Spoken Language Corpora Augmentation with Domain-Specific Voice-Cloned Speech

Read original: arXiv:2406.07090 - Published 7/30/2024 by Mateusz Czy.znikiewicz, {L}ukasz Bondaruk, Jakub Kubiak, Adam Wik{a}cek, {L}ukasz Deg'orski, Marek Kubis, Pawe{l} Sk'orzewski

Spoken Language Corpora Augmentation with Domain-Specific Voice-Cloned Speech

Overview

This paper explores a method to augment spoken language corpora by generating domain-specific voice-cloned speech.
The researchers developed a framework to clone the voice of a target speaker and use it to generate synthetic speech in a specific domain, such as customer service or technical support.
The goal is to expand the diversity and coverage of speech data for training machine learning models, particularly in areas where limited real speech data is available.

Plain English Explanation

The researchers in this paper wanted to find a way to create more speech data for training AI models. Often, there isn't enough real speech data available, especially for specific domains like customer service or technical support. To solve this, they developed a method to "clone" the voice of a target speaker and then use that cloned voice to generate new synthetic speech in the desired domain.

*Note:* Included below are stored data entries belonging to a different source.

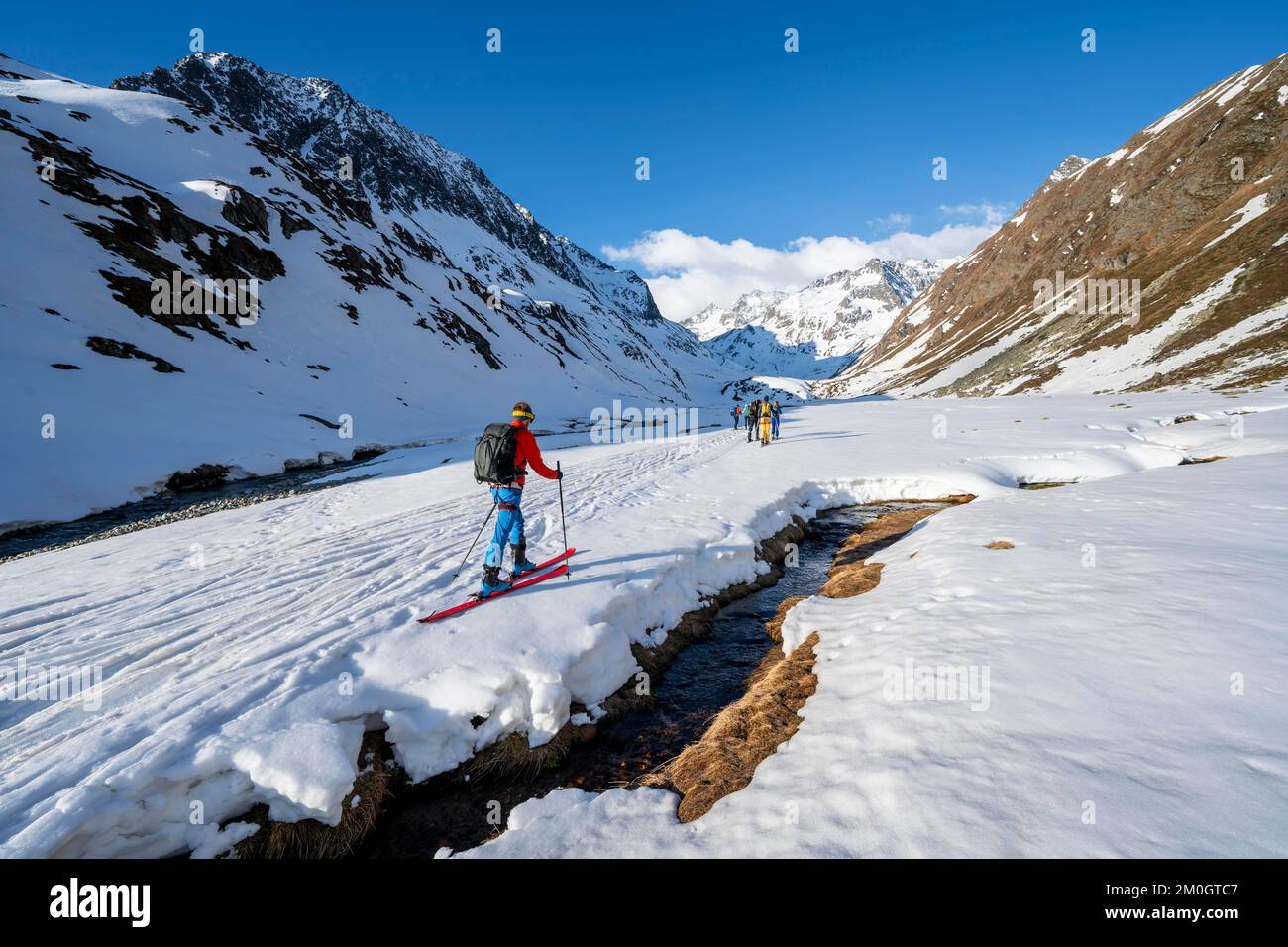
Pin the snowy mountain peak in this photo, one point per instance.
(1138, 270)
(1068, 167)
(381, 161)
(416, 318)
(820, 329)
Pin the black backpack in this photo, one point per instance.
(493, 455)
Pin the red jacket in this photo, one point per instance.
(526, 451)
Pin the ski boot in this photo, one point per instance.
(522, 564)
(492, 582)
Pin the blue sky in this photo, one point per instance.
(746, 141)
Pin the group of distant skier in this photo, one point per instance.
(760, 418)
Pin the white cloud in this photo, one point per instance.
(890, 221)
(688, 272)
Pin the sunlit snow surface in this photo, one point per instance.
(245, 652)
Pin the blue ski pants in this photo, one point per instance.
(509, 523)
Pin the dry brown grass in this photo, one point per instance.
(312, 839)
(752, 728)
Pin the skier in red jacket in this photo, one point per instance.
(507, 496)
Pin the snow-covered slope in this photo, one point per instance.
(815, 331)
(410, 303)
(1163, 263)
(1111, 676)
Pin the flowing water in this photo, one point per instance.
(702, 681)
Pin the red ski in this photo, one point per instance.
(522, 583)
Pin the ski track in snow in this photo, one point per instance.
(228, 643)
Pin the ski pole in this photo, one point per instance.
(488, 519)
(565, 522)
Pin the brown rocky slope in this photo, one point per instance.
(1173, 258)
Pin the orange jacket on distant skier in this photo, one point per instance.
(526, 451)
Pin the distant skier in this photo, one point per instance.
(501, 459)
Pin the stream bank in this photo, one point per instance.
(725, 697)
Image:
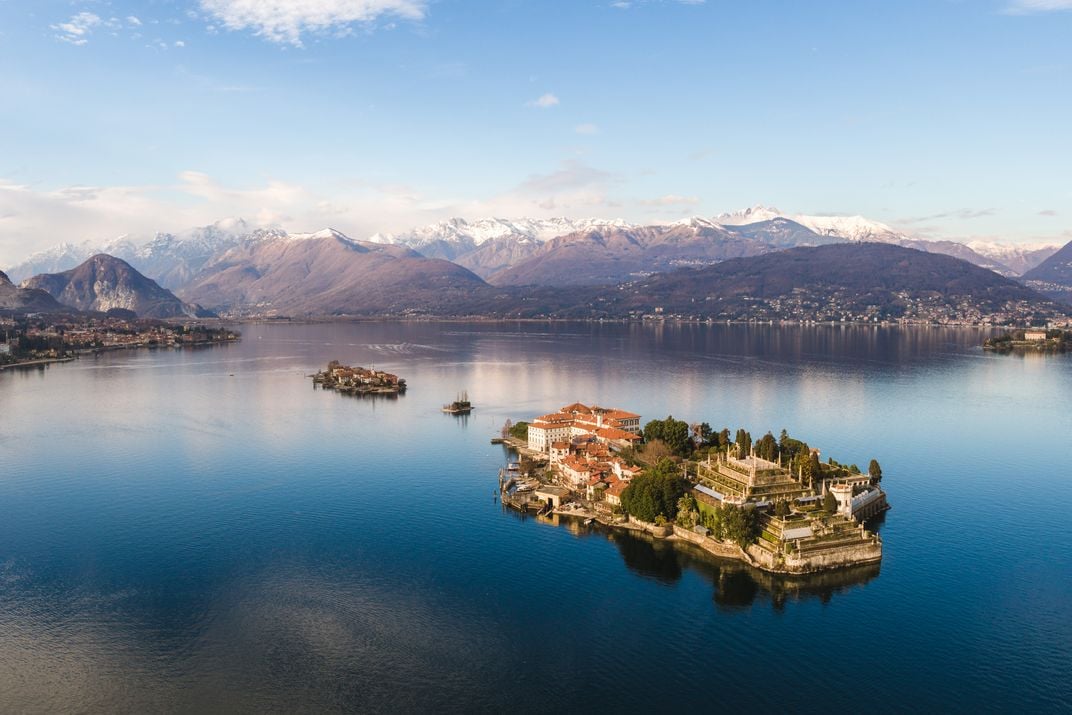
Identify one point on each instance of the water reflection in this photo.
(737, 586)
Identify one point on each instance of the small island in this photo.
(358, 381)
(1030, 340)
(459, 406)
(772, 504)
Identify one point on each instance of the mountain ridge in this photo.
(104, 282)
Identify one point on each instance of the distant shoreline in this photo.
(616, 321)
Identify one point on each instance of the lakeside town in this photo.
(772, 504)
(40, 340)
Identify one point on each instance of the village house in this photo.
(616, 428)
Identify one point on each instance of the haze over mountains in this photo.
(536, 267)
(510, 252)
(327, 273)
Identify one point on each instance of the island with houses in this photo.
(1030, 340)
(358, 381)
(772, 504)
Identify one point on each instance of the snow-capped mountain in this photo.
(481, 231)
(846, 227)
(494, 246)
(858, 228)
(172, 259)
(1020, 257)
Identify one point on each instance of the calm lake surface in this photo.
(203, 531)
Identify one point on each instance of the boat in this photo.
(459, 406)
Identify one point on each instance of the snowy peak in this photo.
(752, 214)
(476, 233)
(323, 233)
(848, 227)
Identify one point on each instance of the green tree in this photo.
(687, 510)
(655, 492)
(767, 447)
(673, 432)
(738, 524)
(520, 431)
(875, 471)
(743, 443)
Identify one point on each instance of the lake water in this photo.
(203, 531)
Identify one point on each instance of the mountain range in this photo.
(14, 299)
(1053, 277)
(104, 283)
(883, 281)
(327, 273)
(544, 251)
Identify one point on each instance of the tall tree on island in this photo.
(875, 471)
(744, 443)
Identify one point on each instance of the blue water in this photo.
(203, 531)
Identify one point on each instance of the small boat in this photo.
(459, 406)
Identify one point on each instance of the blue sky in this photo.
(948, 118)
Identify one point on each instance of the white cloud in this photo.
(286, 20)
(77, 29)
(1027, 6)
(33, 219)
(670, 199)
(545, 101)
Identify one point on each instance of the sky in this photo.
(942, 118)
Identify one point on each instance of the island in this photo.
(772, 504)
(460, 405)
(358, 381)
(1030, 340)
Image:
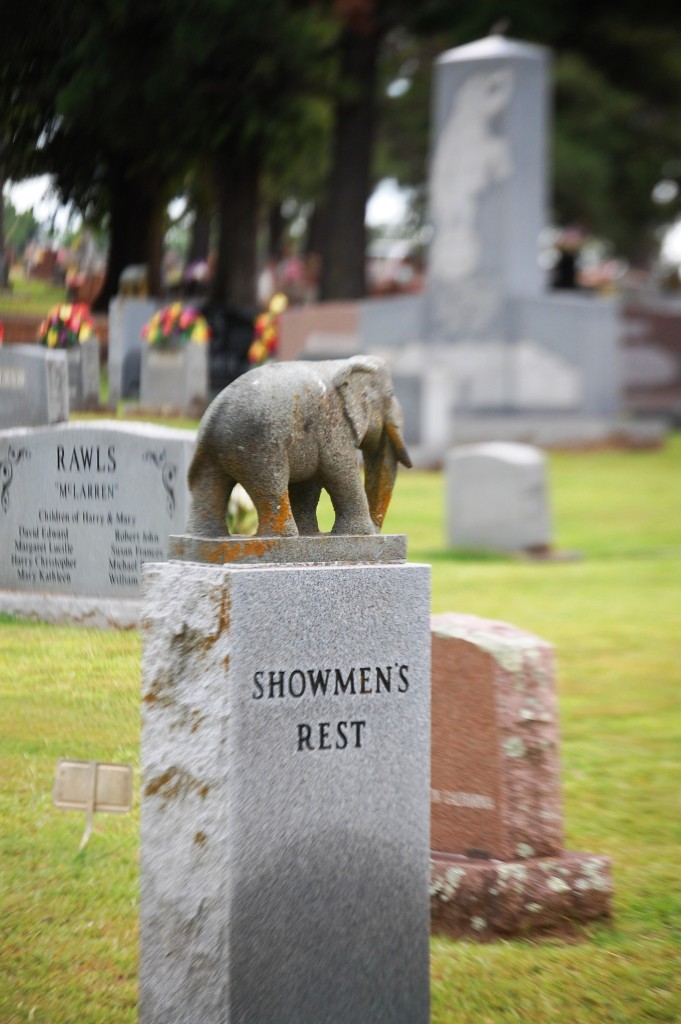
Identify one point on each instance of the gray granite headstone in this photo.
(83, 505)
(497, 497)
(34, 386)
(285, 795)
(487, 187)
(126, 320)
(174, 377)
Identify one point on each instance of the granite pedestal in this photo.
(285, 794)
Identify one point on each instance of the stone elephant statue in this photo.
(285, 431)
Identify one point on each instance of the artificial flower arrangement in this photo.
(266, 331)
(66, 326)
(176, 325)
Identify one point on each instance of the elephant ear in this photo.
(353, 382)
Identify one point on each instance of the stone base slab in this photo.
(490, 899)
(321, 549)
(57, 609)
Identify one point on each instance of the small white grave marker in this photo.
(90, 786)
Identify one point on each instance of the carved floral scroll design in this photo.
(7, 464)
(168, 475)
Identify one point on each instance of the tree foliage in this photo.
(124, 99)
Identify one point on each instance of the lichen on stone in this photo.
(514, 748)
(512, 872)
(444, 886)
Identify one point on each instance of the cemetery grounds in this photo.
(69, 920)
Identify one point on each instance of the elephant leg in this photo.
(349, 501)
(304, 499)
(269, 492)
(211, 488)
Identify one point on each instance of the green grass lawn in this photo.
(69, 920)
(30, 298)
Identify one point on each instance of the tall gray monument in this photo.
(286, 724)
(487, 185)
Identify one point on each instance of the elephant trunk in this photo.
(380, 473)
(381, 465)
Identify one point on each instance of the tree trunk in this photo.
(202, 200)
(275, 226)
(4, 271)
(135, 235)
(348, 187)
(237, 174)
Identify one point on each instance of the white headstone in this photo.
(497, 498)
(34, 386)
(126, 320)
(174, 377)
(487, 189)
(83, 363)
(84, 505)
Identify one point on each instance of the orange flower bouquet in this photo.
(176, 325)
(67, 326)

This builds on prior work in areas like multi-speaker text-to-speech training and cross-domain audio deepfake detection. The key idea is to take a reference speaker's voice and adapt it to generate new speech that sounds like it's coming from that same speaker, but on topics relevant to a specific domain.

This synthetic training data generation can help expand the diversity and coverage of speech data available for training machine learning models, which is especially important in areas where there is limited real-world speech data to work with.

Technical Explanation

The researchers developed a framework that consists of two main components:

A voice cloning module that can transform the voice of a reference speaker to match a target speaker's voice characteristics.
A speech synthesis module that generates new domain-specific speech using the cloned voice.

They evaluated their approach by conducting experiments on two task-oriented dialogue datasets - a customer service dataset and a technical support dataset. The results showed that the generated voice-cloned speech could successfully expand the diversity of the original speech corpora, leading to improved performance on downstream speech recognition and dialogue modeling tasks.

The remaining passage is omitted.